Synthesis of erbium ions doped BiOBr via a reactive ionic liquid with improved photocatalytic activity

•Novel Er ions doped BiOBr microspheres have been synthesized in the present of [C16mim]Br.•The Er/BiOBr composites exhibited higher visible light photocatalytic activity than pure BiOBr on the degradation of CIP.•The enhanced photocatalytic performance could be attributed to the improved separation efficiency of electron–hole pairs and reduced band gap.

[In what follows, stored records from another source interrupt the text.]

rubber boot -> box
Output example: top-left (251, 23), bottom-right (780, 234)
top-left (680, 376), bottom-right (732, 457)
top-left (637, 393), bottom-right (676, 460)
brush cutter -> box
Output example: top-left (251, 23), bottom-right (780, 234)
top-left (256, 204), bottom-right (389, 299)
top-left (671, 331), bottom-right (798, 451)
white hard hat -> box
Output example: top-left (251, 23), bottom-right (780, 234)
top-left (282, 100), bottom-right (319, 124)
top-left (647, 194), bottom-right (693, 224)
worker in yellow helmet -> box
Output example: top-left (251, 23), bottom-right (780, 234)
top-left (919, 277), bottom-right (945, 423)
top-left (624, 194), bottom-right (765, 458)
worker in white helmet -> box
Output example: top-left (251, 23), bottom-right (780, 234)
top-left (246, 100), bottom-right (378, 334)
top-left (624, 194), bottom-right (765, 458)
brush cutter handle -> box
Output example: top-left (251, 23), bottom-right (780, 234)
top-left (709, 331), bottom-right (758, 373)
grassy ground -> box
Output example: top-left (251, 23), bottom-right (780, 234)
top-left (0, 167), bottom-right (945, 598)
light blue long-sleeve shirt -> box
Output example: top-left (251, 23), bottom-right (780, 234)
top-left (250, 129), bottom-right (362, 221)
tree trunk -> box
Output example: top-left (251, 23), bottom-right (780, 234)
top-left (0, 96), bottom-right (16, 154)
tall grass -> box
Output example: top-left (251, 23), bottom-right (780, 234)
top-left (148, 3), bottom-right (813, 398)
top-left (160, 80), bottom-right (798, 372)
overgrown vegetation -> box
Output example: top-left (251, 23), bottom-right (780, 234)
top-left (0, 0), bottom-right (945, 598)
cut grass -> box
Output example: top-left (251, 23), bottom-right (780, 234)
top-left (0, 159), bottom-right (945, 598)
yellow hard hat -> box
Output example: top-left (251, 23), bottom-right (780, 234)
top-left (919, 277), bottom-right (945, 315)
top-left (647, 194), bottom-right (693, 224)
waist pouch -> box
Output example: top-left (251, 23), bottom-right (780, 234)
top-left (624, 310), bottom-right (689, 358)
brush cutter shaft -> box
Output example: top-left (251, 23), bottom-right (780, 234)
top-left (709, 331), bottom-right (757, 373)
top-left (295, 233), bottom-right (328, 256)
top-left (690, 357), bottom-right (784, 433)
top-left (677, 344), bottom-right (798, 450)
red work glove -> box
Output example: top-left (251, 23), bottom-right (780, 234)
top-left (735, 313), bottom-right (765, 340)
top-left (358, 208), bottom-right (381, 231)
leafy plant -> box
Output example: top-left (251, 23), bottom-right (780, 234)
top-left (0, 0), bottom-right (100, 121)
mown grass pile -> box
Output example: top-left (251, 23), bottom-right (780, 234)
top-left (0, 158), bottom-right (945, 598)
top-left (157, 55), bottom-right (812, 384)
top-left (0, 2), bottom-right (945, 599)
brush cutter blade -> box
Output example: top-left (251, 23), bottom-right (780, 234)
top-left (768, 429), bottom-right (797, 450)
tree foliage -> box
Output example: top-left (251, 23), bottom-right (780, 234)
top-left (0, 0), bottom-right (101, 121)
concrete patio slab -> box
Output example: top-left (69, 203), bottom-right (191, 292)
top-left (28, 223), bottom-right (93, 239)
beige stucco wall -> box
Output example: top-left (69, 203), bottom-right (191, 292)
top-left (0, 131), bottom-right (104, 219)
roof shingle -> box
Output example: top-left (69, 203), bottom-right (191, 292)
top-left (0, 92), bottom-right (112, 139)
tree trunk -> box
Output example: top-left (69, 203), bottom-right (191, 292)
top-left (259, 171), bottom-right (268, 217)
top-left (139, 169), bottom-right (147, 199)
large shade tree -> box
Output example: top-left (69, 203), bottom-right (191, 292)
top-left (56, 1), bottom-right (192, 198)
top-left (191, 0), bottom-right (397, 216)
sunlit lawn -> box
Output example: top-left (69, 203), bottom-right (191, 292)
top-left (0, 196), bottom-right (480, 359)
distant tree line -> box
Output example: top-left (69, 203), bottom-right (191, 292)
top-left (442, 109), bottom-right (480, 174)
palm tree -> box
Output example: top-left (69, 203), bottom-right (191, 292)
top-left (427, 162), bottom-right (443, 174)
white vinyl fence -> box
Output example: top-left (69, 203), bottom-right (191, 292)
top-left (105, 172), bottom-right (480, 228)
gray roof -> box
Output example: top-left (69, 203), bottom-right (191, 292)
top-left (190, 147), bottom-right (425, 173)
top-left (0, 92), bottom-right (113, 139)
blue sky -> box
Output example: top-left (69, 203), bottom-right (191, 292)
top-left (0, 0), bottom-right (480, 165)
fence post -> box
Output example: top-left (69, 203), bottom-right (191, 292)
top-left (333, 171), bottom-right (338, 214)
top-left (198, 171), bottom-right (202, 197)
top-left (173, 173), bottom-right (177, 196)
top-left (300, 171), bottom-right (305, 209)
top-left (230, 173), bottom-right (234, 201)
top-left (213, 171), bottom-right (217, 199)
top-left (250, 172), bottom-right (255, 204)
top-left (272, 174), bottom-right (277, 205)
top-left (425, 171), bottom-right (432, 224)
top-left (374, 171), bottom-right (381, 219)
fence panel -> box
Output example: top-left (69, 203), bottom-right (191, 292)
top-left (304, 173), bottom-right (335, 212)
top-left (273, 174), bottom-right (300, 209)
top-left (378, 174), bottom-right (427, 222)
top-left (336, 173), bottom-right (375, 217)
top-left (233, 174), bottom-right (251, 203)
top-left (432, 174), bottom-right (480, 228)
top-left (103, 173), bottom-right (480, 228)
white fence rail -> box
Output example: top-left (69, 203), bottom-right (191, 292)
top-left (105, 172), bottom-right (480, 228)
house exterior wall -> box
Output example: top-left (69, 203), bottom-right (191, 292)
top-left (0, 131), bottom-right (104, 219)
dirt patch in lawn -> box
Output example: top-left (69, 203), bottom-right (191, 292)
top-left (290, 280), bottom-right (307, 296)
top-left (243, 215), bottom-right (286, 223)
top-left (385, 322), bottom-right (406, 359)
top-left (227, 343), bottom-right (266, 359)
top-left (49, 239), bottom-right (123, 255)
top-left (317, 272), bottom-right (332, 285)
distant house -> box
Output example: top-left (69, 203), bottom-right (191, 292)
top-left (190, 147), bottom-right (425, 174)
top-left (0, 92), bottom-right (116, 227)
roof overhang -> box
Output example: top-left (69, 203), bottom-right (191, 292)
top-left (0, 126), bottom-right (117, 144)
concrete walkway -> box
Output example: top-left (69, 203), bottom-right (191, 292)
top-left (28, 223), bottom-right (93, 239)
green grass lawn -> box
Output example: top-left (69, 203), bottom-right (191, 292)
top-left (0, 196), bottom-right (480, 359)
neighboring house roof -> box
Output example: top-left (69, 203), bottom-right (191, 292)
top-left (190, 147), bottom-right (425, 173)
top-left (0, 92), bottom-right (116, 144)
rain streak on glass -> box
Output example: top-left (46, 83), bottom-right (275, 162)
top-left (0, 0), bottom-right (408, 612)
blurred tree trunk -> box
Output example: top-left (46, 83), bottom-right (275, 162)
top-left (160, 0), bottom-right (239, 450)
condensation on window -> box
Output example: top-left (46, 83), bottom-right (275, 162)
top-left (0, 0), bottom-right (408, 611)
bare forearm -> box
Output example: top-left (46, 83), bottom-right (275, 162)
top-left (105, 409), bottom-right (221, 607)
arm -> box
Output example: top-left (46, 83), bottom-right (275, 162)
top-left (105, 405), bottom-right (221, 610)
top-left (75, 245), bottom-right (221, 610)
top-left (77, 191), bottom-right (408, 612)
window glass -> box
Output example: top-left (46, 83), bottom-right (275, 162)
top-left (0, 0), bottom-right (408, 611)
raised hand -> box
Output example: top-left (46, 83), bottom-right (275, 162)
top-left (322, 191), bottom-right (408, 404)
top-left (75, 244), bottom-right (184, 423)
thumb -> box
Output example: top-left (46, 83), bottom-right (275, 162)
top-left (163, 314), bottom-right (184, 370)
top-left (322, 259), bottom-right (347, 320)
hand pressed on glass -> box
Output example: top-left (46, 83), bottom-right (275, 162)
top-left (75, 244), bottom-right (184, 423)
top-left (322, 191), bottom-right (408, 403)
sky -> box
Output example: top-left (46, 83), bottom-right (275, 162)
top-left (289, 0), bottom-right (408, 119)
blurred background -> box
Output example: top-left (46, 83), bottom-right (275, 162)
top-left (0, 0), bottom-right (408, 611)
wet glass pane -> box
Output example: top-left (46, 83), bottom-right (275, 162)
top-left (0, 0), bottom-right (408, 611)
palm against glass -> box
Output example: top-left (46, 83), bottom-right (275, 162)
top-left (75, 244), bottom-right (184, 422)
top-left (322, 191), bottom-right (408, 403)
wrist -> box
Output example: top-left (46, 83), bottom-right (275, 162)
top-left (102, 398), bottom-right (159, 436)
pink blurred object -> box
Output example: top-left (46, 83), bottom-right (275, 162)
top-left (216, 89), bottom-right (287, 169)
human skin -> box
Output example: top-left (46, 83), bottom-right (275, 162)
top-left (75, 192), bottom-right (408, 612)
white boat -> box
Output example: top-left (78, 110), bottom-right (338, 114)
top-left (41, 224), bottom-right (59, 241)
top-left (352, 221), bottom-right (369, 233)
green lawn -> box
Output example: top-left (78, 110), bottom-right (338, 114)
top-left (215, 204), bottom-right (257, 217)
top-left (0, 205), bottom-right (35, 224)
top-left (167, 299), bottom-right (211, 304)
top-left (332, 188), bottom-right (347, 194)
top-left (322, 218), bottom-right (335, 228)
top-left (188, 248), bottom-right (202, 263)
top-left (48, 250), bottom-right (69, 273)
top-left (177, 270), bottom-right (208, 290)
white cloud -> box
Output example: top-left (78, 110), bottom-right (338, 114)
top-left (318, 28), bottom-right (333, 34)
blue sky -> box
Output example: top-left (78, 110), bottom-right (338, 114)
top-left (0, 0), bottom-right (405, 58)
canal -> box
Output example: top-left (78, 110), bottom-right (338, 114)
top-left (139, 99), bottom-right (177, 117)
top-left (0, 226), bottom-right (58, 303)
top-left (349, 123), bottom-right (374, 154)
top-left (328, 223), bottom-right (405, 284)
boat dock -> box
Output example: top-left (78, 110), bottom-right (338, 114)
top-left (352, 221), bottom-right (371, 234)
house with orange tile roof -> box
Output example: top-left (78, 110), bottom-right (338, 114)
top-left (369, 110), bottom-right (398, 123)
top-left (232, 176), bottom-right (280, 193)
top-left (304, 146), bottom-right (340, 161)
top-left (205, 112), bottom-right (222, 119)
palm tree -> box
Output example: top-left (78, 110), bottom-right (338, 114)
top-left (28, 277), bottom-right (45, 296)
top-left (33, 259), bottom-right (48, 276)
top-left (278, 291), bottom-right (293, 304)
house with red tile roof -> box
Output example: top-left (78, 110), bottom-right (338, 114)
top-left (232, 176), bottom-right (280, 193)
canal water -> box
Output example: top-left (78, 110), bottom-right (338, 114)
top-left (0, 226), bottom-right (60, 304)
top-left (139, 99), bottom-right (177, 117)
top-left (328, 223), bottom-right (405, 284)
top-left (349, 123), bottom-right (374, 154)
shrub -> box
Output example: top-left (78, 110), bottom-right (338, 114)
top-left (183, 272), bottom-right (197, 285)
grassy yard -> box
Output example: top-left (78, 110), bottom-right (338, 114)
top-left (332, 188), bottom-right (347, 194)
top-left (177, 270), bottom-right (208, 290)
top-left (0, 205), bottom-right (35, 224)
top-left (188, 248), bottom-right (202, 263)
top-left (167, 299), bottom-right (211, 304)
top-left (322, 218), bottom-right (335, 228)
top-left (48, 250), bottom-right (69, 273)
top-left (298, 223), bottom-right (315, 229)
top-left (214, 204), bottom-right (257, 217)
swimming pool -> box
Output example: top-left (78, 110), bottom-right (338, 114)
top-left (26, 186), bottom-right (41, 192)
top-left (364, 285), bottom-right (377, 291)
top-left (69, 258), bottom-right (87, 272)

Erbium (Er)-doped BiOBr with different Er ions doping concentrations has been synthesized through a solvothermal method in the presence of reactive ionic liquid 1-hexadecyl-3-methylimidazolium bromide ([C16mim]Br). The as-prepared samples were characterized by X-ray diffraction (XRD), X-ray photoelectron spectroscopy (XPS), Fourier transform spectrophotometer (FT-IR), scanning electron microscopy (SEM), energy-dispersive X-ray spectroscopy (EDS) and UV–vis diffuse reflectance spectroscopy (DRS). The photocatalytic activities of the Er ions doped BiOBr samples were evaluated by the degradation of ciprofloxacin (CIP) under visible-light irradiation. The results assumed that doping of Er ions over BiOBr led to the increase of the photocatalytic activity under visible light irradiation and 3 wt% Er/BiOBr showed the highest photocatalytic activity. The enhanced photocatalytic performance could be attributed to the improved separation efficiency of electron–hole pairs and reduced band gap.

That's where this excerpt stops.